Despite its limited resources (the ZCTU has lost three-fourths of its membership since the 1990s), the ZCTU and its affiliates, with support from the international trade union movement, continue to do their best to represent workers that have been affected by wage theft.
Kandukutu says: “The ZCTU, supported by the ITUC, has been doing company-based visits where we talk about wage theft and the remedies that the law provides if a worker is not being paid his or her wage or salary, or other non-salary benefits.” He says it is important for workers to know that “silence will not change anything. When the workers are aggrieved, they should know they can bring these issues to the trade unions, and we will do our best to make sure that the issue is addressed.”
With the help of the US labour NGO the Solidarity Center, in the run-up to the 2018 elections, the ZCTU also held “‘town hall meetings’ or roadshows to try and publicise the incidences of wage theft and ensure that societies and communities come together to try and fight against this scourge.”
Zakeyo Mtimtema, the legal officer at the ZCTU, tells Equal Times that the unions have repeatedly attempted to engage with the government via Zimbabwe’s tripartite negotiating forum, “but there is nothing concrete that is coming out of those discussions.”
The government’s open hostility towards trade unions (several ZCTU leaders, including Moyo, are currently facing 10 years in prison on trumped-up charges of public disorder. The government sees the unions as an obstacle to its ‘Zimbabwe is open for business’ investment plans, rather than a valued social partner) means that “the new government has no respect for its own constitution that guarantees those [labour] rights.”
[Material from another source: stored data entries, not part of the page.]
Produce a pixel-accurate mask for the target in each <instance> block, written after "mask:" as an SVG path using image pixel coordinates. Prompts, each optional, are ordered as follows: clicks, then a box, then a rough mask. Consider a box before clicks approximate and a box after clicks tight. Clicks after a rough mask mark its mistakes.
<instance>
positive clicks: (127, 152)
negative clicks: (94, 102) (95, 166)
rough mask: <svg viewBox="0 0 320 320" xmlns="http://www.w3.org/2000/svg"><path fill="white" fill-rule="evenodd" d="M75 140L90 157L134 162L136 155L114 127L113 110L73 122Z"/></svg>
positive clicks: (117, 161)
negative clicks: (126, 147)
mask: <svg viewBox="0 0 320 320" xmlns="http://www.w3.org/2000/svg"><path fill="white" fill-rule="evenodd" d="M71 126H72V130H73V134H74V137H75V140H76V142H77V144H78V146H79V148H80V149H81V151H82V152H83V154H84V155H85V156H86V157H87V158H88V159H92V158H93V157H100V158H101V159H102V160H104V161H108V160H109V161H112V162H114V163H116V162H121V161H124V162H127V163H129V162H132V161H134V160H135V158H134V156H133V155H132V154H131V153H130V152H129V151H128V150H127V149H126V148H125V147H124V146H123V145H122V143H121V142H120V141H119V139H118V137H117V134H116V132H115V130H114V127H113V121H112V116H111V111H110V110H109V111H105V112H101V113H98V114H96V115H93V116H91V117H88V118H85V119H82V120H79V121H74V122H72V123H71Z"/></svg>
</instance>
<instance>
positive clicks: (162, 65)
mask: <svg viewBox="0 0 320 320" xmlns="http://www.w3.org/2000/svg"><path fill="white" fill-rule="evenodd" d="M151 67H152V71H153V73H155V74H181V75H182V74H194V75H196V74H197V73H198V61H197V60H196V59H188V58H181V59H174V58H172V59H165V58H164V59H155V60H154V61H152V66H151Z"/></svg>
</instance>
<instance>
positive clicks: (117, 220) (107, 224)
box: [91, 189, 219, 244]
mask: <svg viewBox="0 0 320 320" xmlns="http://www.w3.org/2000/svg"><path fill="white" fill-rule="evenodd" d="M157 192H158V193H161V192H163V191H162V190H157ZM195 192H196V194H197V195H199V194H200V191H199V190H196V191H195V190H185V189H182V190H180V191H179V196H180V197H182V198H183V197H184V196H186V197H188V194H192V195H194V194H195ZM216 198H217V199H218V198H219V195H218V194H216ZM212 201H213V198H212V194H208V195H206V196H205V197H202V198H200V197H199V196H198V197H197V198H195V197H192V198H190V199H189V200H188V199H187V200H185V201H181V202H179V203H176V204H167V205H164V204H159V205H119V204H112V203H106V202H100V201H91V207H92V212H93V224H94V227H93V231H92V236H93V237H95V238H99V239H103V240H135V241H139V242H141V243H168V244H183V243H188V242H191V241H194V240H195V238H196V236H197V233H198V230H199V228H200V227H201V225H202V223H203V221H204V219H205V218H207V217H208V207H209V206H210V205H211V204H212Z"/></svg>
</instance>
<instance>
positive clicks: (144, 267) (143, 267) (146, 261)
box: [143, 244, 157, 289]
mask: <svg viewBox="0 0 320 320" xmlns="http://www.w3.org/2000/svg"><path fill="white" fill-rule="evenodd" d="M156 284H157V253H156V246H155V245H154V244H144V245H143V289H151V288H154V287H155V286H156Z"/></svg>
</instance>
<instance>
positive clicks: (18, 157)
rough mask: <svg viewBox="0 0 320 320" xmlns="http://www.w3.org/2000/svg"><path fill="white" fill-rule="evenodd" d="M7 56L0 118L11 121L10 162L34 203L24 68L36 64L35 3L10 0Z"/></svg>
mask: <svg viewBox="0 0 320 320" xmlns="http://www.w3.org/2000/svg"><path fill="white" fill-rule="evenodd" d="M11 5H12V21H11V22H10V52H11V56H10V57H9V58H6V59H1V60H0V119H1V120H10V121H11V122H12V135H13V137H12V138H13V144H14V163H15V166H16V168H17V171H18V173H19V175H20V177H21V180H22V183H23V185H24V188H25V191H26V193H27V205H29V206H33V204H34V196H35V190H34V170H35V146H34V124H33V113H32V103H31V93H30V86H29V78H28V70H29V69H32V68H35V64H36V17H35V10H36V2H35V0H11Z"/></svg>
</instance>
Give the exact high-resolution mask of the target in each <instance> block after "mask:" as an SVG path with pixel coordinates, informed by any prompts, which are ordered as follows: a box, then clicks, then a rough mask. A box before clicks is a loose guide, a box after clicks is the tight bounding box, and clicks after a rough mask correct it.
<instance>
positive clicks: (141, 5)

For example, he says: “The law dealing with going on strike is very bad on the side of the worker. It says you cannot strike on a dispute of rights, you can only strike in a dispute of interests. So, when we talk about a dispute of rights, we are talking about a dispute which involves something that you are entitled to. And now the law says you can’t go on strike! But you are expected to keep on coming to work when you have not been paid. Does that make sense? It doesn’t make sense at all.” And those, like the Blue Line workers, who manage to get their case into a court of law, are obstructed by the legal process in Zimbabwe, “which is very slow,” Mtimtema says. “You go to court, and the matter will take two, three years.”
In terms of taking steps to tackle wage theft, the LEDRIZ report recommends a number of measures such as: ensuring compliance with international labour standards and the Zimbabwe constitution; reviewing and strengthening the Zimbabwe Labour Act to provide “procedures for monitoring of and action on such cases in both the public and private sectors”; and the immediate ratification of international labour conventions on wages. But until such concrete action is taken by the government, thousands of workers like Nancy will continue to suffer. “I know he is going to fire me. If he sees this video he is going to fire me,” she says. “But I am not afraid, if he is going to pay me my money. Because now I am fed up. I am a woman who needs her children to survive but I have worked enough for him. And he doesn’t want to pay me. What can I do?”